Middle East Monitor / August 4, 2023
The number of Jewish settler-related incidents in the Occupied Palestinian Territory reached 591 in the first six months of 2023, the UN said on Friday, Anadolu Agency reports.
“That’s an average of 99 incidents every month and a 39 per cent increase compared with the monthly average of the whole of 2022, which is 71,” Jens Laerke, spokesperson for the UN Office for the Coordination of Humanitarian Affairs (OCHA), said at a UN briefing in Geneva.
The number of such incidents, which are resulting in Palestinian casualties, property damage, or both, in 2022 was already the highest since OCHA started recording them in 2006, Laerke said.

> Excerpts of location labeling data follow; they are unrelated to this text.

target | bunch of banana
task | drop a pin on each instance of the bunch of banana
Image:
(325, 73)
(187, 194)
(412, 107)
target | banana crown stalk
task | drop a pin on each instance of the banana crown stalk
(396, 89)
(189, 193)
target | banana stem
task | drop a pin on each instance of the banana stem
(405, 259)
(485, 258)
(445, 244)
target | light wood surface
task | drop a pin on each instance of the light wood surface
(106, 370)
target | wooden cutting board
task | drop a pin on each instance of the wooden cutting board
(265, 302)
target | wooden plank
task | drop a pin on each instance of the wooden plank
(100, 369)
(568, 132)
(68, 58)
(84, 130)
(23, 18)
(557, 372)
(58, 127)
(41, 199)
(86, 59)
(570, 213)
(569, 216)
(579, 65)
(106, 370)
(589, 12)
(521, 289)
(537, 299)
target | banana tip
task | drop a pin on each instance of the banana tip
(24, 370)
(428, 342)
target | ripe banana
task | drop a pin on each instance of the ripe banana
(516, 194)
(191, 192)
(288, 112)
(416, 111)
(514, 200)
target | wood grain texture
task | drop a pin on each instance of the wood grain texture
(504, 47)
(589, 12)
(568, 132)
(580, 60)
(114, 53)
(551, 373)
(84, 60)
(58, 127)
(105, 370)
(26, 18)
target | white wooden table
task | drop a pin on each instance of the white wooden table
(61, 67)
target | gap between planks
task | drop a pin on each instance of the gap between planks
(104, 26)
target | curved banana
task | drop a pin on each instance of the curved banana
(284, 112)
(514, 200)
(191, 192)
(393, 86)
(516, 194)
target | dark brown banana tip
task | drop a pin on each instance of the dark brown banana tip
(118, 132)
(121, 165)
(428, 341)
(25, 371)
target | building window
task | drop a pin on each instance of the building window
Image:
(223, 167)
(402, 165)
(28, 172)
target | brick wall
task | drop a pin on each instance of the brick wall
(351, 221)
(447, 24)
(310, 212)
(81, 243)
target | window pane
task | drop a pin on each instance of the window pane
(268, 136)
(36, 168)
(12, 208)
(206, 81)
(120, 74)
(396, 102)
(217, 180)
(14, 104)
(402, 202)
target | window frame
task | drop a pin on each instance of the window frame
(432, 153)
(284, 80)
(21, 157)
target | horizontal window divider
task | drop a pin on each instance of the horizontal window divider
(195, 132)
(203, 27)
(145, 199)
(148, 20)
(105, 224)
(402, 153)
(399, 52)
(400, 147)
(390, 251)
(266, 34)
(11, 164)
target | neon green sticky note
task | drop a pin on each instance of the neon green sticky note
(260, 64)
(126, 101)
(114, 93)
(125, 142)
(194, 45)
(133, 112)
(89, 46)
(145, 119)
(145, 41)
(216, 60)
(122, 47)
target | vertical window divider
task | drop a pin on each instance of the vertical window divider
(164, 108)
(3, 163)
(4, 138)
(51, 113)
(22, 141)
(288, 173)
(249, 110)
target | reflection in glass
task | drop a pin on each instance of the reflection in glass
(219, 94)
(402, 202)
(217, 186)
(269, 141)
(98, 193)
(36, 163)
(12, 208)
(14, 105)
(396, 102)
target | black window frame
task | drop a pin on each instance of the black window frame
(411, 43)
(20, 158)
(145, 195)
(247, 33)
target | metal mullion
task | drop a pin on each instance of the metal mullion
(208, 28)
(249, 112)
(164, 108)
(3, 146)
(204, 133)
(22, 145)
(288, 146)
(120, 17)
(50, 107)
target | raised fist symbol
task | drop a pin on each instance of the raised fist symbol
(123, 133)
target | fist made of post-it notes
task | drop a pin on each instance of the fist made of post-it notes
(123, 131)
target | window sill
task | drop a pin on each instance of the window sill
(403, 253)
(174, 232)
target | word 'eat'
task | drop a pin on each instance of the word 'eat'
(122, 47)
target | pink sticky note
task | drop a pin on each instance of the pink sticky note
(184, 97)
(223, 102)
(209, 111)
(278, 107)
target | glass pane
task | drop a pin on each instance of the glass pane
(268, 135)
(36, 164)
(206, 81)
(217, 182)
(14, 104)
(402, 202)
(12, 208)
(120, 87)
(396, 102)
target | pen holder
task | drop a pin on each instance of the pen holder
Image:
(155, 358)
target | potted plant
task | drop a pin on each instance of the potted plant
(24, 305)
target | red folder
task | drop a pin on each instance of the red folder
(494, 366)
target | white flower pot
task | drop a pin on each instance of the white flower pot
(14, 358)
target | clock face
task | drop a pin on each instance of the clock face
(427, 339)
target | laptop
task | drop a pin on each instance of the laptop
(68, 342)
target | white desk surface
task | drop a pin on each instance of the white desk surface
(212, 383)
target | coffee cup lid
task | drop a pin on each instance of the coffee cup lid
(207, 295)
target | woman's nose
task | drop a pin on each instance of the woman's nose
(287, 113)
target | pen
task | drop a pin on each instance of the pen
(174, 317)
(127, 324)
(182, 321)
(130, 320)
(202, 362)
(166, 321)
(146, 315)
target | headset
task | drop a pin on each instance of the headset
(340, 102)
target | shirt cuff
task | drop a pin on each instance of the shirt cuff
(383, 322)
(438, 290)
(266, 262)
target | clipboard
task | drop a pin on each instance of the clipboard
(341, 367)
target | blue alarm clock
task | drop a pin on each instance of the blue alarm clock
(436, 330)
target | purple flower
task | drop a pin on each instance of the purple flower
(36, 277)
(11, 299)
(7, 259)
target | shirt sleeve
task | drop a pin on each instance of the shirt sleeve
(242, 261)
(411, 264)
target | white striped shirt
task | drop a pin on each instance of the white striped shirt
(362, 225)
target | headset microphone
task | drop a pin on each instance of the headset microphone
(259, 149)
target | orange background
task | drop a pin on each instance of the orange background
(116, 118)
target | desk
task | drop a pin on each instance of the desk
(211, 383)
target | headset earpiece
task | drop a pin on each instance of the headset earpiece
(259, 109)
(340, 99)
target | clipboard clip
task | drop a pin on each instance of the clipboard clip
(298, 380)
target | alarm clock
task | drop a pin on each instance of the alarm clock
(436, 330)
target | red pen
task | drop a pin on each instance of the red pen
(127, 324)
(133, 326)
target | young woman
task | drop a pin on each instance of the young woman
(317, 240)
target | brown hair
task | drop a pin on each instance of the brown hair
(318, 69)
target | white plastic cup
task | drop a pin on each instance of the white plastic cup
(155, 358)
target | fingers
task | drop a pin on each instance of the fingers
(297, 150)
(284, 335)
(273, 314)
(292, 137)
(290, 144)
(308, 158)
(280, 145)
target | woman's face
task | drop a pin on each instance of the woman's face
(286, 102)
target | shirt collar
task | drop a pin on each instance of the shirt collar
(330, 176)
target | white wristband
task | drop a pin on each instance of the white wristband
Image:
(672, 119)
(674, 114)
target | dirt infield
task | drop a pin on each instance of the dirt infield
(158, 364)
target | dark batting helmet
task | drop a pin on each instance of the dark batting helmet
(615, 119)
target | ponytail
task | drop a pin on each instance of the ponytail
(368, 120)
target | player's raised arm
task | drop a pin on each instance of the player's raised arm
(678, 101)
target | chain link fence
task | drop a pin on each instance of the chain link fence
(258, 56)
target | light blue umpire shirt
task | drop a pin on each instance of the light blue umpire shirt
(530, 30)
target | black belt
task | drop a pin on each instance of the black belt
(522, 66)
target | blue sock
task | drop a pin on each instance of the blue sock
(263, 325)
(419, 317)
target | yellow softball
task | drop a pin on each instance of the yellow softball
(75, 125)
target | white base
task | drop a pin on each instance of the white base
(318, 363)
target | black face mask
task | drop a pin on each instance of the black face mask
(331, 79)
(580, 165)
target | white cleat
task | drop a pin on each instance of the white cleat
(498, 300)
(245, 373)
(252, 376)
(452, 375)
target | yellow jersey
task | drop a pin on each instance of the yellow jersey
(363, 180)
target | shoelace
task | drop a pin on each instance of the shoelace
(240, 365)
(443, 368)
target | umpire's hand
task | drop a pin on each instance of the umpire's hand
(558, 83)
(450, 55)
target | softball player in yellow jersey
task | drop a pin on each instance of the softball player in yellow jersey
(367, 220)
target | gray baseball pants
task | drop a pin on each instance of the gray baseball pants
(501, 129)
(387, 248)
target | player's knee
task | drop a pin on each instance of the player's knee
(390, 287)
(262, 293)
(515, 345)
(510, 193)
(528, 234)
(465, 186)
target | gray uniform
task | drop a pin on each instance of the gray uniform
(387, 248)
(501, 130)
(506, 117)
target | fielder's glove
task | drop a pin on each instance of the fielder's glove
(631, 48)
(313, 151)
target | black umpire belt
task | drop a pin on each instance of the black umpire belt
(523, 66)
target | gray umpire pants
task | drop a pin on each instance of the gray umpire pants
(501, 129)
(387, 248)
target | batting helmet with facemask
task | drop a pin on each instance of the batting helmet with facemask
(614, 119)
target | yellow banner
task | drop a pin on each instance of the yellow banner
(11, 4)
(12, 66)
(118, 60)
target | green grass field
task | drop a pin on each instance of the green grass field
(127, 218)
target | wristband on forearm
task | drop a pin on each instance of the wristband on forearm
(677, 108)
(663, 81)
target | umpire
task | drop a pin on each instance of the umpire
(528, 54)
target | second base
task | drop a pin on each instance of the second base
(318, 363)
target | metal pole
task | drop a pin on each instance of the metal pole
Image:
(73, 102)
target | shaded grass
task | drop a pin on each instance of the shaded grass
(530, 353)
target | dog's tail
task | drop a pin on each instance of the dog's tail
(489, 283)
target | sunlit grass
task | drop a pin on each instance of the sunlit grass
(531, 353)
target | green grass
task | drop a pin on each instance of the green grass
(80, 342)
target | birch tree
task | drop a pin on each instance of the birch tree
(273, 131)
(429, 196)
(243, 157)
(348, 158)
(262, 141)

He highlighted that Palestinian communities who rely on herding are particularly vulnerable, saying that, in the last two years, at least 399 people were forcibly displaced due to settler violence targeting seven communities engaged in herding across the Occupied Palestinian Territory.
Three of these communities – Al Baqa’a, Khirbet Bir al’Idd, and Wedadiye – have been completely depopulated due to the violence, while the rest of the communities only have a few families remaining, he added.
Numerous communities throughout the West Bank are under threat of forced displacement as a result of a coercive environment created by demolitions, settlement activities and other harmful practices.
“Israeli settlements are illegal under international law,” he said. “They deepen humanitarian needs due to their impact on livelihoods, food security and access to essential services.”